Et ce fut si marqué que les frères Melvill ne savaient quelle attitude prendre pendant cette inopportune conférence !

Oui ! miss Campbell « coupa » net le jeune savant, pour employer l’expression du dandysme moderne : d’abord, elle affecta de regarder d’un tout autre côté pour ne point l’entendre ; puis, elle leva obstinément les yeux vers le château de Dunolly, afin de ne pas paraître l’apercevoir ; enfin elle regarda l’extrémité de ses fins souliers de baigneuse, — ce qui est la marque de l’indifférence la moins dissimulée, la preuve du dédain la plus complète que puisse montrer une Écossaise, aussi bien pour ce que dit son interlocuteur que pour sa propre personne.

Aristobulus Ursiclos, qui ne voyait et n’entendait jamais que lui, qui ne parlait jamais que pour lui seul, ne s’en aperçut pas ou n’eut pas l’air de s’en apercevoir.

Ainsi se passèrent les 3, 4, 5 et 6 août ; mais, pendant cette dernière journée, à la grande joie des frères Melvill, le baromètre remonta de quelques lignes au-dessus de variable.

Le lendemain s’annonça donc sous les plus heureux auspices. À dix heures du matin, le soleil brillait d’un vif éclat, et le ciel étendait au-dessus de la mer son azur d’une limpidité parfaite.

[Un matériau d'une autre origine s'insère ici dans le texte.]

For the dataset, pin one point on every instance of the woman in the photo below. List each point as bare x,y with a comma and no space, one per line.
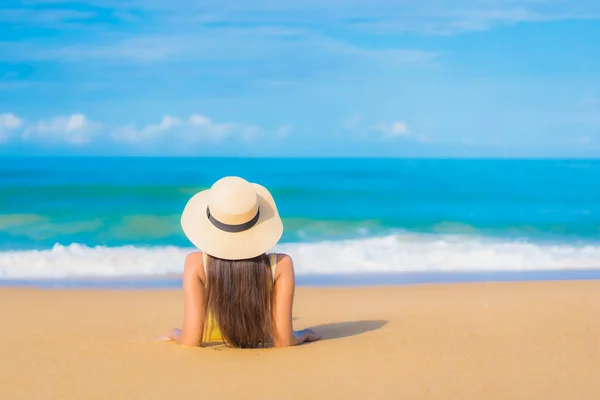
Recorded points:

Miss Campbell ne pouvait laisser échapper cette occasion. Une calèche de promenade était toujours tenue à sa disposition dans les écuries de Caledonian Hotel. C’était où jamais le moment de s’en servir.

Donc, à cinq heures du soir, miss Campbell et les frères Melvill prenaient place dans la calèche, conduite par un cocher, habile aux manœuvres du « four in hand », Partridge montait sur le siège de derrière, et les quatre chevaux, caressés par la mèche du long fouet, s’élancèrent sur la route d’Oban à Clachan.

Aristobulus Ursiclos, à son grand regret, — si ce n’est pas à celui de miss Campbell, — occupé de quelque important mémoire scientifique, n’avait pu être de la partie.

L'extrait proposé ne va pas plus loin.